Cahit Kaya: Mina Ahadi war die Gründerin des ersten Zentralrats der Ex-Muslime in Deutschland. Sie war im Iran lange Zeit politisch aktiv. Ihr Mann und viele ihrer Mitstreiter wurden vom Mullahregime ermordet. Die Anklage lautete hier, wie in vielen anderen Fällen auch: "Feinde Allahs", oder "Abfall vom Glauben". Kritiker und die "Opposition" haben hier kaum eine Chance dagegen zu argumentieren. Denn jede politische Tätigkeit die der Führung eines islamischen Gottesstaat zuwiderläuft, kann so beseitigt werden.
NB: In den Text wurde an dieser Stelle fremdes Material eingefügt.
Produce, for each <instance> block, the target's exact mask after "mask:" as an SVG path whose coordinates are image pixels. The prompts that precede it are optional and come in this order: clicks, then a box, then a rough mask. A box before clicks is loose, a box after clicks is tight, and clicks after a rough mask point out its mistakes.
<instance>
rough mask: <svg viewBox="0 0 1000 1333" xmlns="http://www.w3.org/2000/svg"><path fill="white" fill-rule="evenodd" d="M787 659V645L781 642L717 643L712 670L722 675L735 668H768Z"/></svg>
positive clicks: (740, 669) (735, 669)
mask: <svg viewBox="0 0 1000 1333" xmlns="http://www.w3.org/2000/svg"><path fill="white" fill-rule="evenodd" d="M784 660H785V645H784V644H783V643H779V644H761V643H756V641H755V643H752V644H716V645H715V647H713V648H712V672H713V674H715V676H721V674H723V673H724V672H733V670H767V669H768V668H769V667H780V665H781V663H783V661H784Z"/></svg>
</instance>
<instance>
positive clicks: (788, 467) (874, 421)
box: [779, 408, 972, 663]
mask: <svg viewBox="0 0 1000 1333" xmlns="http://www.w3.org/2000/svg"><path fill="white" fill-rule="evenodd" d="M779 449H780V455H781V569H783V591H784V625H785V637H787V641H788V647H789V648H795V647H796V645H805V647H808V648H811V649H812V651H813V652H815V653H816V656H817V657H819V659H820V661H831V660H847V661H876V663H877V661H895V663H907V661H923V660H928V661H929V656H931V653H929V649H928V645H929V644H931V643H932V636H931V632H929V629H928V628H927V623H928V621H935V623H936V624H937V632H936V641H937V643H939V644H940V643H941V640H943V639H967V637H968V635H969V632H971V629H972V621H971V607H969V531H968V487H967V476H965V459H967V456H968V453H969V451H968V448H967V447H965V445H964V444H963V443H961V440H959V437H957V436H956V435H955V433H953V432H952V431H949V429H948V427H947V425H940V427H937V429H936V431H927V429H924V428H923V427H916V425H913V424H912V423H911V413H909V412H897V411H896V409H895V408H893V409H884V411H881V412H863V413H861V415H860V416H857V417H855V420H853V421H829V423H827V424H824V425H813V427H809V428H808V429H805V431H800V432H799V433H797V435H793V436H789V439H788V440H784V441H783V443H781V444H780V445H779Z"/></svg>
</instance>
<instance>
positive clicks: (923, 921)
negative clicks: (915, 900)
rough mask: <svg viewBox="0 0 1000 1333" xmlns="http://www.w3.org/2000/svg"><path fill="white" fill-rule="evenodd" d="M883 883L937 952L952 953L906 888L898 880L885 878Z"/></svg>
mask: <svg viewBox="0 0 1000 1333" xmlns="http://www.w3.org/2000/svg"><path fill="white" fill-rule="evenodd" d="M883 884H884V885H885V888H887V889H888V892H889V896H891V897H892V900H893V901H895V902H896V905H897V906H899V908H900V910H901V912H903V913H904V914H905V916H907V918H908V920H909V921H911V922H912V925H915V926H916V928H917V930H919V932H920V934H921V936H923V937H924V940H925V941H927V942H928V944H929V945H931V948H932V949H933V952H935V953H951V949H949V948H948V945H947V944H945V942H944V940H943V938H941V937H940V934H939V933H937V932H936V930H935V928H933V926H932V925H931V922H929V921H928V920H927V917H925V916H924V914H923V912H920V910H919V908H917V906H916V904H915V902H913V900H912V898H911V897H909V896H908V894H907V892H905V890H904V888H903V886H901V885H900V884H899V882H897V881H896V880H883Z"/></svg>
Der Islam als Ganzes gilt als unantastbar. Wer die Macht hat, den Islam für sich zu nutzen, wird dies auch tun. Zu sehr ist hier die Religion mit der Staatsführung verbandelt und zu schwer ist der Islam von der Gesetzgebung zu trennen. Der Iran und sämtliche arabische Staaten haben die Scharia daher als umfassende Rechtssprechung eingeführt. Der politische Islam durchdringt den gesamten Alltag der Menschen und lässt keinen Spielraum für Modernisierung zu. Ein aktuelles Beispiel aus Saudi Arabien: Ein Islamgelehrter bezeichnete den Kampf für Frauenrechte als Sünde, als Abfall vom Glauben. Dies sei daher mit dem Tode zu bestrafen.
 

hpd: Inwiefern besteht Bedarf für den Zentralrat der Ex-Muslime?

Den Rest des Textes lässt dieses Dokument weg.